Share This:

Over time, as your TrueSight grows in your environment, this growth can lead to performance issues and extra events. TrueSight sends self-monitoring events to users when their environments are growing too large for the existing configuration. The effort is made to provide a TrueSight Administrator with the details of how many devices, monitors, instances, and events are being monitored. When TrueSight has reached 50% of the upper limit, a warning event is sent out and once TrueSight has reached 90% of the upper limit on the parameters being monitored, a self-monitoring event is sent out.

 

Users don’t want to see this event - self-monitoring event: "No. of instances is above 100% of max limit 250000 on Infrastructure Management Server." This means you have hit a limit within TrueSight and you must clean up the instances which may not be necessary. If they are all necessary, a second setup may be needed to manage the load. TrueSight uses the following thresholds to monitor the count of devices, monitors, and attributes. Once these thresholds have reached 50% of the upper limit then TrueSight will notify users via an event so that the TrueSight admin is aware of the issue.

 

These values are found in the pronet.conf under the TSIM/pw/pronto/conf folder

 

pronet.deployment.selfmonitor.device.threshold.min=50

pronet.deployment.selfmonitor.device.threshold.max=90

 

pronet.deployment.selfmonitor.instance.threshold.min=50

pronet.deployment.selfmonitor.instance.threshold.max=90

 

pronet.deployment.selfmonitor.attribute.threshold.min=50

pronet.deployment.selfmonitor.attribute.threshold.max=90

 

pronet.deployment.selfmonitor.event.threshold.min=50

pronet.deployment.selfmonitor.event.threshold.max=90

 

There is a property available to enable/disable this functionality using a True and False value.

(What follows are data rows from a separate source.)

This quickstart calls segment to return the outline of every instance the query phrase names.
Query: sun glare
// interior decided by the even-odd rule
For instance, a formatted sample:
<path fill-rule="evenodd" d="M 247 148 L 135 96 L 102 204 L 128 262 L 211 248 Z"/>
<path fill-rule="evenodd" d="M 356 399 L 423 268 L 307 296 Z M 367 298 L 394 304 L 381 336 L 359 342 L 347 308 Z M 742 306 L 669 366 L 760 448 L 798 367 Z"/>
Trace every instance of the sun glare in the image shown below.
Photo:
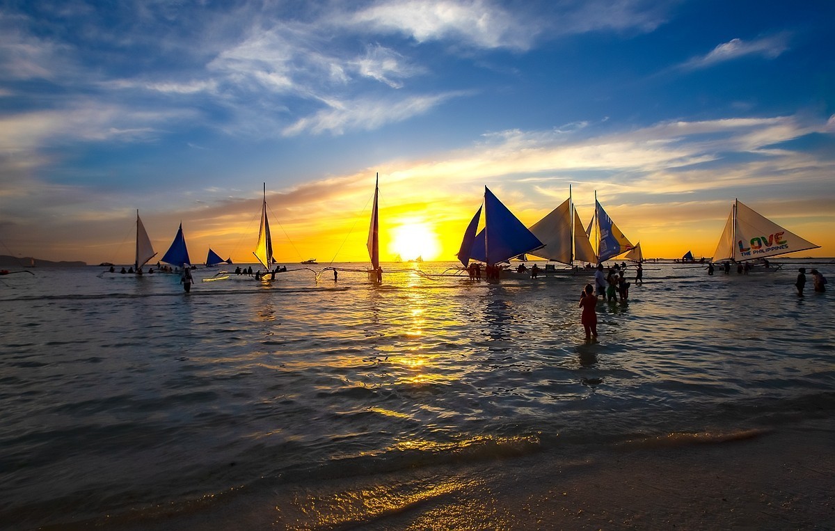
<path fill-rule="evenodd" d="M 407 221 L 392 229 L 390 250 L 402 260 L 434 260 L 439 249 L 438 235 L 425 221 Z"/>

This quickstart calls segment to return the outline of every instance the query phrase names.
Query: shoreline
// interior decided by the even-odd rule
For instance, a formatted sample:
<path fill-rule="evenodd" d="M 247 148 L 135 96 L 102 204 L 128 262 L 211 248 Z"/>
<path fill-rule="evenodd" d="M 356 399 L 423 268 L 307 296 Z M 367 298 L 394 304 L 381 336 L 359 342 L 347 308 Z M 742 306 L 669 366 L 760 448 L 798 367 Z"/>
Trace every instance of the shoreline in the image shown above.
<path fill-rule="evenodd" d="M 43 528 L 817 529 L 835 524 L 831 426 L 559 449 L 486 463 L 258 484 Z"/>

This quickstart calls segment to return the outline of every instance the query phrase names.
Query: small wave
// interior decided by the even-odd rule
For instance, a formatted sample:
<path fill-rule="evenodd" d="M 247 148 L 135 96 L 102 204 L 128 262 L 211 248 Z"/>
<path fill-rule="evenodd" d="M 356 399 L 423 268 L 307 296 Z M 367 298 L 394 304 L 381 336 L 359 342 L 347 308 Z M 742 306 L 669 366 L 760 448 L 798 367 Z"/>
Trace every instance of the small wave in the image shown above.
<path fill-rule="evenodd" d="M 736 442 L 756 438 L 771 432 L 767 429 L 749 429 L 736 432 L 698 432 L 695 433 L 673 432 L 664 436 L 626 441 L 622 447 L 641 450 L 652 448 L 674 448 L 698 444 L 719 444 Z"/>
<path fill-rule="evenodd" d="M 539 437 L 536 436 L 483 436 L 456 442 L 409 441 L 378 452 L 333 459 L 312 473 L 321 478 L 352 478 L 438 465 L 518 458 L 541 450 Z"/>

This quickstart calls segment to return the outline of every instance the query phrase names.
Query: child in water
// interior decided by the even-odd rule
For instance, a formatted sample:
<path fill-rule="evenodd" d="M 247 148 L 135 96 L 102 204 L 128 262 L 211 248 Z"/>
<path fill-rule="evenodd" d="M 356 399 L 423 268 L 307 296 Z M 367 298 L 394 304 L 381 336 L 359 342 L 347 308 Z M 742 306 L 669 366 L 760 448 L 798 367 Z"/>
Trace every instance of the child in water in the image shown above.
<path fill-rule="evenodd" d="M 597 337 L 597 313 L 595 307 L 597 306 L 597 297 L 595 296 L 595 289 L 591 284 L 585 285 L 585 290 L 580 291 L 579 307 L 583 308 L 583 314 L 580 316 L 580 322 L 585 330 L 585 338 L 591 339 L 594 336 Z"/>

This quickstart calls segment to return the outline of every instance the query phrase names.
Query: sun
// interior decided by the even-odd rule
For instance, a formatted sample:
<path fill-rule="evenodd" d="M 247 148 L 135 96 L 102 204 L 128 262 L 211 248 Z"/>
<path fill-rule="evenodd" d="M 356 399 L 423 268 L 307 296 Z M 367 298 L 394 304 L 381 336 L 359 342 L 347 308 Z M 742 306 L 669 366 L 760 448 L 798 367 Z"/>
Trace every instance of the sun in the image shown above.
<path fill-rule="evenodd" d="M 433 260 L 440 244 L 433 226 L 425 221 L 405 221 L 392 229 L 389 250 L 401 260 Z"/>

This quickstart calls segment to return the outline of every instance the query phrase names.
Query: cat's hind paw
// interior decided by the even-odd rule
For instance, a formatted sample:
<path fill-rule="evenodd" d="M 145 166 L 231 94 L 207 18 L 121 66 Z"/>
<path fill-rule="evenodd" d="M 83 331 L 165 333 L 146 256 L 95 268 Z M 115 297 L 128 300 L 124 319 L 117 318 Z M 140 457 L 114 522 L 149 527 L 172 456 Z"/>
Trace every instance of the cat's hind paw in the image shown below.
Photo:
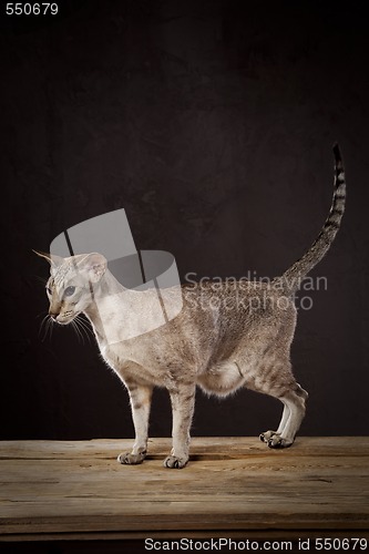
<path fill-rule="evenodd" d="M 294 444 L 294 441 L 289 441 L 287 439 L 284 439 L 280 437 L 280 434 L 275 433 L 270 439 L 267 441 L 267 444 L 269 449 L 287 449 L 291 444 Z"/>
<path fill-rule="evenodd" d="M 142 463 L 146 456 L 146 451 L 144 452 L 139 452 L 139 454 L 132 454 L 131 452 L 122 452 L 117 456 L 117 461 L 123 464 L 127 465 L 137 465 L 139 463 Z"/>
<path fill-rule="evenodd" d="M 275 435 L 279 437 L 276 431 L 265 431 L 265 433 L 259 434 L 259 439 L 262 442 L 268 444 L 269 440 Z"/>
<path fill-rule="evenodd" d="M 181 470 L 187 463 L 188 459 L 177 458 L 176 455 L 168 455 L 164 460 L 164 468 Z"/>

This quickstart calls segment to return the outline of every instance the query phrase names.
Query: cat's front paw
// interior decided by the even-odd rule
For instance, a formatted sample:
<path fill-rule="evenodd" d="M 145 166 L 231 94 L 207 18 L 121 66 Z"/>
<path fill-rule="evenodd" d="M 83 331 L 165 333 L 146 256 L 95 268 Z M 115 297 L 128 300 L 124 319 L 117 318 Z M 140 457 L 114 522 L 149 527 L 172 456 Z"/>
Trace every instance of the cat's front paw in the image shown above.
<path fill-rule="evenodd" d="M 168 455 L 164 460 L 164 468 L 181 470 L 188 462 L 188 458 L 178 458 L 176 455 Z"/>
<path fill-rule="evenodd" d="M 279 434 L 277 434 L 276 431 L 265 431 L 264 433 L 259 434 L 259 439 L 262 442 L 268 444 L 269 440 L 275 435 L 279 437 Z"/>
<path fill-rule="evenodd" d="M 131 452 L 122 452 L 117 456 L 117 461 L 123 464 L 127 465 L 137 465 L 139 463 L 142 463 L 146 456 L 146 451 L 139 452 L 139 454 L 132 454 Z"/>
<path fill-rule="evenodd" d="M 279 434 L 274 434 L 267 441 L 269 449 L 286 449 L 290 447 L 293 443 L 294 441 L 288 441 L 287 439 L 283 439 Z"/>

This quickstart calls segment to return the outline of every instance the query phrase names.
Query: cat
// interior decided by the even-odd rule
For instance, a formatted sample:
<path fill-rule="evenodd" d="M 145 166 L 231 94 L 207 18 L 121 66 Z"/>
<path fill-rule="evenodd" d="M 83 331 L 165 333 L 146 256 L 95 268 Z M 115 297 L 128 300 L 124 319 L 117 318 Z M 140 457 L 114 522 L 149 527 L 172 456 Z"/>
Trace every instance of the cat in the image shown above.
<path fill-rule="evenodd" d="M 188 461 L 196 386 L 221 397 L 246 387 L 279 399 L 284 404 L 279 427 L 262 433 L 260 439 L 270 448 L 293 444 L 308 398 L 296 382 L 290 363 L 297 317 L 294 294 L 325 256 L 340 227 L 346 181 L 337 144 L 334 155 L 331 208 L 317 239 L 299 260 L 269 284 L 183 285 L 180 315 L 133 338 L 110 343 L 106 330 L 119 337 L 121 329 L 130 327 L 132 300 L 150 317 L 156 290 L 124 289 L 98 253 L 66 258 L 37 253 L 50 263 L 50 318 L 68 325 L 84 314 L 102 358 L 129 391 L 135 441 L 131 452 L 117 456 L 119 462 L 139 464 L 146 456 L 154 387 L 166 388 L 172 403 L 173 448 L 164 460 L 166 468 L 184 468 Z"/>

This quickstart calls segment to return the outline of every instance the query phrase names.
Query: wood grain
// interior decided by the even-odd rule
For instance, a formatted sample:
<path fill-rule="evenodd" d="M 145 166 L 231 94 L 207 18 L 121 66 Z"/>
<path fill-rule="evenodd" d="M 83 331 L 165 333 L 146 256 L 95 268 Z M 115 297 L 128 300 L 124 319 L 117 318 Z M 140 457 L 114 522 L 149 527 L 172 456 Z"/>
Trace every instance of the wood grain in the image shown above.
<path fill-rule="evenodd" d="M 162 466 L 168 439 L 152 439 L 142 465 L 120 465 L 131 445 L 1 442 L 1 538 L 369 529 L 369 438 L 299 438 L 281 451 L 195 438 L 184 470 Z"/>

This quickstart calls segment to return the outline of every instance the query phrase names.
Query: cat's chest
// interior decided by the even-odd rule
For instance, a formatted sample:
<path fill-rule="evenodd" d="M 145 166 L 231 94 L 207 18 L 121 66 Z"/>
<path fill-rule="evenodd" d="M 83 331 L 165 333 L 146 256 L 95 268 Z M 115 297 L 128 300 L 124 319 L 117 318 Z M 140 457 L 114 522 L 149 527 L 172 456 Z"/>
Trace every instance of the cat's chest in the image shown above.
<path fill-rule="evenodd" d="M 101 348 L 105 362 L 123 379 L 142 384 L 167 386 L 170 372 L 162 359 L 156 359 L 152 352 L 140 351 L 124 343 L 110 345 Z"/>

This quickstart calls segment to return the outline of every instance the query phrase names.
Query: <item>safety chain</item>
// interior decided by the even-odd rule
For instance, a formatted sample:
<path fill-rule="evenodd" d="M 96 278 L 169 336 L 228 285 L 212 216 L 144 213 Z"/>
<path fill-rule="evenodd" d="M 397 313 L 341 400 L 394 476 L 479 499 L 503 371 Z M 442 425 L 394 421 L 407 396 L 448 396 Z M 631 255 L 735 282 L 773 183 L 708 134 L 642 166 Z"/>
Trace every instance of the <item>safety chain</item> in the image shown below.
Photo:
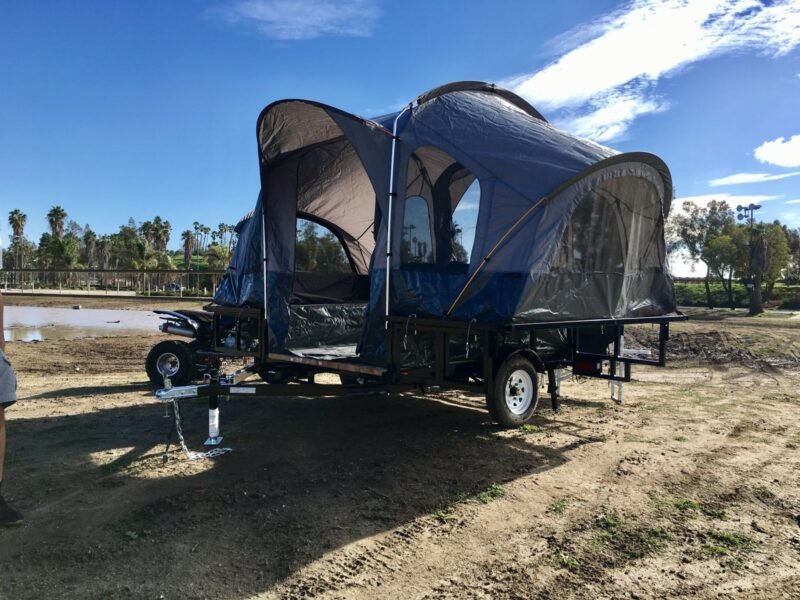
<path fill-rule="evenodd" d="M 403 334 L 403 350 L 408 350 L 408 324 L 411 321 L 411 319 L 416 319 L 416 318 L 417 318 L 416 313 L 411 313 L 410 315 L 408 315 L 408 318 L 406 319 L 406 331 Z"/>
<path fill-rule="evenodd" d="M 469 330 L 472 329 L 472 324 L 476 321 L 477 319 L 472 319 L 467 325 L 467 343 L 464 344 L 464 358 L 469 358 Z"/>
<path fill-rule="evenodd" d="M 169 452 L 170 438 L 172 437 L 173 431 L 178 435 L 178 443 L 181 445 L 183 453 L 186 454 L 186 458 L 189 460 L 205 460 L 209 458 L 216 458 L 233 451 L 233 448 L 213 448 L 207 452 L 194 452 L 193 450 L 189 450 L 189 448 L 186 446 L 186 440 L 183 439 L 183 428 L 181 427 L 181 407 L 177 399 L 172 401 L 172 412 L 175 415 L 175 421 L 172 424 L 172 430 L 170 430 L 167 438 L 167 446 L 164 448 L 164 462 L 166 462 L 168 458 L 167 453 Z"/>

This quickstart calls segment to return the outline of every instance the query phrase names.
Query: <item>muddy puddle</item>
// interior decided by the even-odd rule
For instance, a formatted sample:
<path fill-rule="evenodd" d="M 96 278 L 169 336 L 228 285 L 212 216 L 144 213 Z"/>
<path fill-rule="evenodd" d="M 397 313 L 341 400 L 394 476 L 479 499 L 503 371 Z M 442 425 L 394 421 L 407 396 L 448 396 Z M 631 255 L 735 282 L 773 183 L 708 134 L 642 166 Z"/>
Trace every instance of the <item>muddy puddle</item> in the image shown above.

pronet.deployment.selfmonitor.feature.enable=True
BMC does not recommend disabling this property as it is important to know when the application is reaching its limits. The details above represent the approach to enhance self-monitoring so an alarm is generated if the number of monitored instances or attributes is approaching the upper limit for the environment. Based on the size configuration setting in the TSIM Server

Small environment

Size of jserver default (2 GB)

Size of rate default (2 GB)

Size of agent controller default (2 GB)


Medium environment
Size of jserver default (4 GB)
Size of rate default (4 GB)
Size of agent controller default (4 GB)

 

Large environment

Size of jserver default (10 GB)

Size of rate default (6 GB)

Size of agent controller default (7 GB)

 

TrueSight will read the configuration setting from TSIM server and identify a Small, Medium, or Large deployment, then based on a scheduled task which runs hourly (configurable) TrueSight will validate the device, instance, and attribute counts and will trigger the events once it reaches 90%(configurable) of the max limit.

 

Note: The values above are not absolute, Support has had to tune environments specifically based on the components used, the number of items being monitored, and the hardware specifications. There are many times when Support will need to tune the values of the jserver, rate, or agent controller based on what the system is running already.

 

There are several documentation pages which reference the sizing and limitations within TrueSight. The values are presented for the TrueSight Administrator to know which size of environment is needed. During the start of a TrueSight rollout, it may start off as a small environment, but over time it may grow. The idea is that users should plan for the size they think they may grow into.  This is not always possible, so for that, we do have tuning options to take you from a small to medium sized environment or a medium to large environment, but once you reach the maximum on the large environment, you will need to look at what is being monitored and whether some of the instances are not needed. Think of it as a built-in housekeeping situation.

 

Many times, you want to monitor everything up front, you want to see the nice reports and the total number of instances and parameters which can be monitored, but over time, you learn more about your systems and their performance and perhaps some parameters or some instances are no longer needed.  When you run into the self-monitoring event, it is time to review the setup and see which instances stay and which can be let go.

 

There are sizing guidelines for each TrueSight Component, so it can get complicated at times, but the best thing to do is to size the Presentation server, and then size the Infrastructure Management server, the Integration Service server(s) and then take a look at the data and event sizing guidelines as well. It really is enough to make your head spin!

 

Here are details the documentation provides to help make sizing a bit easier:

TSPSScaling.png

These details are in the online documentation under the Presentation Server sizing section

 

The hardest part of sizing is on the TSIM server. There are many more considerations in TSIM to account for. Here is the quick link to the start of that documentation - Infrastructure Management Server general sizing guidelines

 

A single large BMC TrueSight Infrastructure Management Server host computer scales to support the following maximum values. The values include all processes and the event management cell.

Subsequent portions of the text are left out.